My dear Henry,
I am astonished that you do not “part company” & take a summers tour into Hungary & Bohemia if I were you I could not resist botanising in such an unknown region. I have no Botanical news whatever to send you but as you desire to know about the Animal World I will tell you all I know & expect you to excuse the stupidity of the letter. In the first place I must tell you the greatest & latest news which is that Mary <1> is actually in this house! which I suppose you will hardly believe for I who see her before me can hardly help thinking I dream, this is a proof of the advantage of once stirring from Penrice <2> I suppose no power could have moved her if she had not been at Malvern <3> or any where but at Penrice Malvern has done Charry <4> a great deal of good she has been better since she went there than she had been for a long time. The others are very well & enjoy the hills very much – We leave Town on Friday & take Malvern in our way to Merthyrmawr <5> so I shall have the pleasure of a sight of them. Aunt C. & Mr L. <6> came to Town yesterday (they brought Mary) to attend Miss Lemon’s <7> Wedding which will take place on Tuesday. Uncle Harry <8> left Town on Thursday & Aunt Louisa <9> &c go the end of this week – Kerry <10> is getting well but looks miserably thin & pale his spirits are very high so that he requires to be so closely watched for fear of his doing some silly thing which may throw him back. – Caroline’s <11> Drawing was sent to me the day before yesterday it arrived at Lansdowne House <12> the day Aunt L. left it for Bowood <13> so there it laid & she forgot it till Kerry was well again. My darling grows & improves every day, he becomes very interesting I assure you – I suppose I never had an opportunity of watching the forming of a mind before but it is a most engaging employment. I forwarded a letter from
Isab Charlotte to you last week beside one from Emma <14> some weeks ago in which I wrote a few words both were sent to Baden. Aunt C. talks of going abroad this Autumn I suppose they will go immediately to Nice – [illegible] I shall envy them. William <15> enclo
1. Mary Thereza Talbot (1795–1861), WHFT’s cousin.

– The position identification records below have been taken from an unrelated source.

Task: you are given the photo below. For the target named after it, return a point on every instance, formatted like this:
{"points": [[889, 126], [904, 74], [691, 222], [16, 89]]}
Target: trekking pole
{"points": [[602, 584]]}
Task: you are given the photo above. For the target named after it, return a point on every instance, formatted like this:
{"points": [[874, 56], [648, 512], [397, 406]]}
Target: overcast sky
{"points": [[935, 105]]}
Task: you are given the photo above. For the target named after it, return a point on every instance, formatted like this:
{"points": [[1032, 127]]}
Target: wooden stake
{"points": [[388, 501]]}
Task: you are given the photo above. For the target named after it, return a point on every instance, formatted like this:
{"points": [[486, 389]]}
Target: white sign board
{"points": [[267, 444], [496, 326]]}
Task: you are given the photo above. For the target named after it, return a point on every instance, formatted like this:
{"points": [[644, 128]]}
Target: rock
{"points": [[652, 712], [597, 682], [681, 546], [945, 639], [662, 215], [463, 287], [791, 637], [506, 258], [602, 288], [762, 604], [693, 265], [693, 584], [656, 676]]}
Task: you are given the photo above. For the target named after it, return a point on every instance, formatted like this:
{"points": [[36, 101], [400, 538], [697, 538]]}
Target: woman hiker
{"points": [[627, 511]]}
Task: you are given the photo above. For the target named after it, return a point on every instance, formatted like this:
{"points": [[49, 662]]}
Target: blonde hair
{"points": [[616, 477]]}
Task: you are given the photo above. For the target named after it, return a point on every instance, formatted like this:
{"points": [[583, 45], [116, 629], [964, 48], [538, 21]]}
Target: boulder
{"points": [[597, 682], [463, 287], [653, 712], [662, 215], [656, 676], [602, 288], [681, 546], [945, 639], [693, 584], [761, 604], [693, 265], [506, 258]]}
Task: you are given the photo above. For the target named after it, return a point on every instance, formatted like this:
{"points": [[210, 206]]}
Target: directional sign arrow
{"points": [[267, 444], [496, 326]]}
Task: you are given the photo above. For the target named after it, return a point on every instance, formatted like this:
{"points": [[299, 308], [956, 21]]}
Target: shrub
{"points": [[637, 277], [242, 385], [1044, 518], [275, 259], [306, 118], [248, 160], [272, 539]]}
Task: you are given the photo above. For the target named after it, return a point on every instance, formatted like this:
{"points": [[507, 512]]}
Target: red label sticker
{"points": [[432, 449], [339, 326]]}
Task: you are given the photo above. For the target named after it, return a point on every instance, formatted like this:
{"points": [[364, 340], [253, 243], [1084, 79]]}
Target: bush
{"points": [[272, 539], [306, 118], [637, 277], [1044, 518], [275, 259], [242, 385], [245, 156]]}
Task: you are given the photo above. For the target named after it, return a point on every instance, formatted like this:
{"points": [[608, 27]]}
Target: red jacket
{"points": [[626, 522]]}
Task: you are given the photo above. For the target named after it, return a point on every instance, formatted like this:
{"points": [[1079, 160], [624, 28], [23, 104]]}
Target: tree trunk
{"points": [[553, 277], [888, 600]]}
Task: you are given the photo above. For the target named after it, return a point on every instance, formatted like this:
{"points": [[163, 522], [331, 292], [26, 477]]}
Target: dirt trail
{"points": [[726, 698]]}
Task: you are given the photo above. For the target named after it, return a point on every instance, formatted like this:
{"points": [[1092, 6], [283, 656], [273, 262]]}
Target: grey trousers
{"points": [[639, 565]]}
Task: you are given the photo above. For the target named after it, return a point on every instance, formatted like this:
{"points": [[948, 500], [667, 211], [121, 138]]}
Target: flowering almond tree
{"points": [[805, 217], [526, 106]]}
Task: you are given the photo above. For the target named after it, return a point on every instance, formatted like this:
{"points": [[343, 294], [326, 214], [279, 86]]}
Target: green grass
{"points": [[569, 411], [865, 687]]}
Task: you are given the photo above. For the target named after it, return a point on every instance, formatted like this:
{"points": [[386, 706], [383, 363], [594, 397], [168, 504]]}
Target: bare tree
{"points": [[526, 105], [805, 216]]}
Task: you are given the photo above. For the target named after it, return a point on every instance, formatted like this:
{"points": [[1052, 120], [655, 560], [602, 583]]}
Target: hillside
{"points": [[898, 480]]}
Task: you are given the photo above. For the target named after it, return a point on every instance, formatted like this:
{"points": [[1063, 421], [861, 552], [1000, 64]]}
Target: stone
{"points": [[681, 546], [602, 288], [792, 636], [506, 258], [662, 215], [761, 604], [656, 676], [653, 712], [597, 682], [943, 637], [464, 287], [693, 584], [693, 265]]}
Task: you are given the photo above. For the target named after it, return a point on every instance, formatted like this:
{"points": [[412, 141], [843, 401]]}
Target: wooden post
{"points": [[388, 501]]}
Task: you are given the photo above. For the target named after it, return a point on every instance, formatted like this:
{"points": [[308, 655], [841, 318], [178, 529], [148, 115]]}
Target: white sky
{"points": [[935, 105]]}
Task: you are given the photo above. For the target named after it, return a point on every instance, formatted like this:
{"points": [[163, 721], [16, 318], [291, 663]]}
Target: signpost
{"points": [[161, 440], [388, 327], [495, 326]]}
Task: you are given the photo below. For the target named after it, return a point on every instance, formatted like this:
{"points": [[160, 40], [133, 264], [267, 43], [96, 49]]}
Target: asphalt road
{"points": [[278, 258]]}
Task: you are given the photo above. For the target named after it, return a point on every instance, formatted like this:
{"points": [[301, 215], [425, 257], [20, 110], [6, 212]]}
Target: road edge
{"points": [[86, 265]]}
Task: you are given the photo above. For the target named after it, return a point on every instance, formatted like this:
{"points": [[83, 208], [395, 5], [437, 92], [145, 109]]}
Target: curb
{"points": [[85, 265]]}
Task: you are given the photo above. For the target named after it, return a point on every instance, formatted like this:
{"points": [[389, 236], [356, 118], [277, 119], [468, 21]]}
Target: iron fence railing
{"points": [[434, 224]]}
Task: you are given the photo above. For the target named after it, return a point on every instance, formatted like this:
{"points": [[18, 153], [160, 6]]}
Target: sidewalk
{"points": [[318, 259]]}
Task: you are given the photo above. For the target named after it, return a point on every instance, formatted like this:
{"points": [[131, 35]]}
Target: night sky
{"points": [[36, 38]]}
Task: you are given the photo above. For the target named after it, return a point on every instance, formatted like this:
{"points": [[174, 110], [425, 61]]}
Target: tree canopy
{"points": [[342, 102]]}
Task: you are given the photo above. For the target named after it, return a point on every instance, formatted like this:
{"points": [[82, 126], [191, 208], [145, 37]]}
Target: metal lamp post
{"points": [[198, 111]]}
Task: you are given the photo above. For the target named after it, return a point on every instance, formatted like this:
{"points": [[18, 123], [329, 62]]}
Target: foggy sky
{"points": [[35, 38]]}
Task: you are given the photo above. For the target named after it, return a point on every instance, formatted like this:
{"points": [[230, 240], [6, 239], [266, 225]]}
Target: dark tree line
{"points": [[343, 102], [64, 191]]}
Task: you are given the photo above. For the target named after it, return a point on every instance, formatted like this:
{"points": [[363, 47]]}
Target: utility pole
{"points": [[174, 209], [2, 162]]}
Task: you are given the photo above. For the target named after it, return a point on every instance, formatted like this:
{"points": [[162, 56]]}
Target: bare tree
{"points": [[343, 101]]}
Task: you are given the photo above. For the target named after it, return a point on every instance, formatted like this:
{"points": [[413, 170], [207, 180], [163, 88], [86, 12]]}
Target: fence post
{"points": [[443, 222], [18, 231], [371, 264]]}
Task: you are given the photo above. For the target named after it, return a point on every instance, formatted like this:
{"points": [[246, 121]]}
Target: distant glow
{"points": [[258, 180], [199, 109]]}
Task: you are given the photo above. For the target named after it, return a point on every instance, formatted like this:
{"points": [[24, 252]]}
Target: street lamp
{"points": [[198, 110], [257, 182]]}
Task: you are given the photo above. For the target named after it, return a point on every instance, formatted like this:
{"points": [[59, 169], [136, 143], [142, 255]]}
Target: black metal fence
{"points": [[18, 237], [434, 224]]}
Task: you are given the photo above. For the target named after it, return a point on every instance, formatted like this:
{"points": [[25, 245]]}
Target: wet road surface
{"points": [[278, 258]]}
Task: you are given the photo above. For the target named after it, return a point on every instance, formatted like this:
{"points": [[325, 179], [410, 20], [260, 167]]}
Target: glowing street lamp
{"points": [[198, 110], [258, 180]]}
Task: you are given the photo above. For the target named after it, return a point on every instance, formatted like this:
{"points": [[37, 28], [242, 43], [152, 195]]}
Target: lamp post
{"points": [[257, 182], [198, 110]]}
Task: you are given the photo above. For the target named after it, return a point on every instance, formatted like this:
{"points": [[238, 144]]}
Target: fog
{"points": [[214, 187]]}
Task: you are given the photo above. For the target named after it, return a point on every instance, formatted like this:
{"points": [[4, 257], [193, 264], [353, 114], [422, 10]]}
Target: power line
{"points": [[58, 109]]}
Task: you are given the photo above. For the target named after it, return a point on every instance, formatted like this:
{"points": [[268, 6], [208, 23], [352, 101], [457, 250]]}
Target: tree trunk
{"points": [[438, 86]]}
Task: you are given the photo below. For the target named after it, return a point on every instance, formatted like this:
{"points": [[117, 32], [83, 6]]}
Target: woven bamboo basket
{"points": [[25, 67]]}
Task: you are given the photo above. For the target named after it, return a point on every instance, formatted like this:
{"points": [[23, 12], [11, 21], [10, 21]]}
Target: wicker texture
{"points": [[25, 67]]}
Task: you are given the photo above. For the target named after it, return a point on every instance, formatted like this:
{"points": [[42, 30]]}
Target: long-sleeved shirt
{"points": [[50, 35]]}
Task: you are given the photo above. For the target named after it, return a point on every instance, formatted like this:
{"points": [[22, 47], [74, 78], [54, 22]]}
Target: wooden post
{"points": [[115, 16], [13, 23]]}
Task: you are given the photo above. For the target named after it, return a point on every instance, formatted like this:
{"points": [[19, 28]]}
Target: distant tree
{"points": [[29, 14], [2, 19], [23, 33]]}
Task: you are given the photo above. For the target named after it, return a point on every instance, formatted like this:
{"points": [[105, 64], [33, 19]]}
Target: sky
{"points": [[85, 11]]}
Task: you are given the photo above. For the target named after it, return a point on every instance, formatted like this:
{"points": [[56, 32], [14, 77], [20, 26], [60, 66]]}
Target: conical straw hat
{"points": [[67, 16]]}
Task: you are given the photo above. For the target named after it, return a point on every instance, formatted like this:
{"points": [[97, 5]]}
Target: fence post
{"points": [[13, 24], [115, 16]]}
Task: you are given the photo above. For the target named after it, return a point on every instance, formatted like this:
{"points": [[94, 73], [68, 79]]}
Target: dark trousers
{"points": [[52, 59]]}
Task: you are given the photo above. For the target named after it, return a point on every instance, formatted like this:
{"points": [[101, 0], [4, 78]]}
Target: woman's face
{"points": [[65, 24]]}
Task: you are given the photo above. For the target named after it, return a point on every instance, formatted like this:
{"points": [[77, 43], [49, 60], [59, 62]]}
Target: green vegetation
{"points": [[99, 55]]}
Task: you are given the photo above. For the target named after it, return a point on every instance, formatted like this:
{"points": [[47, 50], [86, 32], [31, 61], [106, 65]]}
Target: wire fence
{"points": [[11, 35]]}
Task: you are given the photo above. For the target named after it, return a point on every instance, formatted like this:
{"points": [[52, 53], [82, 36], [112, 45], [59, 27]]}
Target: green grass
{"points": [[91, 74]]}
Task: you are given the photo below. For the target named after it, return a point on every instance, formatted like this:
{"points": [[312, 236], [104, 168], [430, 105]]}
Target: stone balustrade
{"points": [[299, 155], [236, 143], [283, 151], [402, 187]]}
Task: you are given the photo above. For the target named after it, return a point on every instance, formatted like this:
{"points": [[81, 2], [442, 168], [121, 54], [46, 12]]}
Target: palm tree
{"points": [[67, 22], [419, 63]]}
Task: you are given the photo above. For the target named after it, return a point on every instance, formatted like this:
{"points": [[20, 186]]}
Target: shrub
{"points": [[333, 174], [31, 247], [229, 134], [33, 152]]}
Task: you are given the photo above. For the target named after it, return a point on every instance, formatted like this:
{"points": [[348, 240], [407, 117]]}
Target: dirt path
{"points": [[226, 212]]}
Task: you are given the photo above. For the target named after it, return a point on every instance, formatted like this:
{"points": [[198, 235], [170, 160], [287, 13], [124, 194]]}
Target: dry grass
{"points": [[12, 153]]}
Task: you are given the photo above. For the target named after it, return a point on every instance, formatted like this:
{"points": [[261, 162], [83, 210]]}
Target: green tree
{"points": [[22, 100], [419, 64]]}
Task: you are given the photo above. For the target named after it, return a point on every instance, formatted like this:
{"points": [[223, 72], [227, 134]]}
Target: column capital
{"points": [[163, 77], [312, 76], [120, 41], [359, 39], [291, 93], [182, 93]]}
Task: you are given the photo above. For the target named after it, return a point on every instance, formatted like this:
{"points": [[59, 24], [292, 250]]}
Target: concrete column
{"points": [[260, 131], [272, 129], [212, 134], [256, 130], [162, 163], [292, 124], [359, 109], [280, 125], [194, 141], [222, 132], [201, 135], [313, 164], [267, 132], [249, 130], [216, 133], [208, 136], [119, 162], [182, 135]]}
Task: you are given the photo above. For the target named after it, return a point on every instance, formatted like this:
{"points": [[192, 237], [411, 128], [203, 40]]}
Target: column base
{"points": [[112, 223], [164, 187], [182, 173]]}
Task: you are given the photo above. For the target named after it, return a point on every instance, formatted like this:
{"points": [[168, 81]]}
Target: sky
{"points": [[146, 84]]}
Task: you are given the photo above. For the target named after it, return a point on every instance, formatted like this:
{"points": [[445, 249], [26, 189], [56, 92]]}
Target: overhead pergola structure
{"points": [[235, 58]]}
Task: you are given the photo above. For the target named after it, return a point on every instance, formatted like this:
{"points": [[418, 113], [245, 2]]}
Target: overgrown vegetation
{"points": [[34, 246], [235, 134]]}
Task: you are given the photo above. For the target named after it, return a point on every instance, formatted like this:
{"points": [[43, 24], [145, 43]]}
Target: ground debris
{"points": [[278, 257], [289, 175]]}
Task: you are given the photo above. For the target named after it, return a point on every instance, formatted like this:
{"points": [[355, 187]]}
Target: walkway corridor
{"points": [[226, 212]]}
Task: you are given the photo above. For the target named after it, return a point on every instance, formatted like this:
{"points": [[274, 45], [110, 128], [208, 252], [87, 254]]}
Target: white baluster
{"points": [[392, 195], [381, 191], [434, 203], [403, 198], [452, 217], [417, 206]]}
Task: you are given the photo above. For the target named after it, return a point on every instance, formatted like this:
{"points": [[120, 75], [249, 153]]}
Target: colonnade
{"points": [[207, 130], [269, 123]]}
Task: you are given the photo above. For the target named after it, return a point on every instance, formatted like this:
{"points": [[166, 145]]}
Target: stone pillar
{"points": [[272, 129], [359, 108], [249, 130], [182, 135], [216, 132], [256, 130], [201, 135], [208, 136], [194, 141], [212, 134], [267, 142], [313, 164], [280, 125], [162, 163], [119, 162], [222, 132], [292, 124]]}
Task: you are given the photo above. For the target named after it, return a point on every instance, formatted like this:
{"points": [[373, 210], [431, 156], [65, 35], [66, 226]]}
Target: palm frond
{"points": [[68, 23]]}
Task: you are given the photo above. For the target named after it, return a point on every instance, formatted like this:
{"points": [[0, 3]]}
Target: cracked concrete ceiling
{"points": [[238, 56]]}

2. Penrice Castle and Penrice House, Gower, Glamorgan, 10 mi SW of Swansea: home of Christopher Rice Mansel Talbot.
3. Malvern, or Great Malvern, 9 mi SW of Worcestershire.
4. Charlotte Louisa 'Charry' Traherne, née Talbot (1800–1880), WHFT’s cousin.
5. Merthyr Mawr, Glamorgan, on River Ogwr.
6. Lady Charlotte Anne Lemon, née Strangways (d. 1826), WHFT’s aunt, and Sir Charles Lemon (1784–1868), politician & scientist; WHFT’s uncle.
8. Henry Stephen Fox Strangways, 3rd Earl of Ilchester (1787–1858).
9. Henry Petty Fitzmaurice, 3rd Marquess of Lansdowne (1780–1863), MP, WHFT’s uncle.
10. William Thomas Fitzmaurice, Earl of Kerry (1811–1836), MP.
11. Caroline Augusta Edgcumbe, née Feilding, Lady Mt Edgcumbe (1808–1881); WHFT’s half-sister.
12. Lansdowne House, London: home of the Marquis of Lansdowne, WHFT's uncle and cousins.
13. Bowood House, nr Calne, Wiltshire, 5 mi NE of Lacock: seat of the Marquess of Lansdowne.
14. Emma Thomasina Llewelyn, née Talbot (1806–1881), photographer; WHFT’s Welsh cousin.
15. William Thomas Horner Fox Strangways, 4th Earl of Ilchester (1795–1865), botanist, art collector & diplomat.
16. Text torn away under seal.
17. John George Charles Fox Strangways (1803–1859), MP.
18. John Cole Nicholl (b. 1823), son of Jane Harriet Nicholl.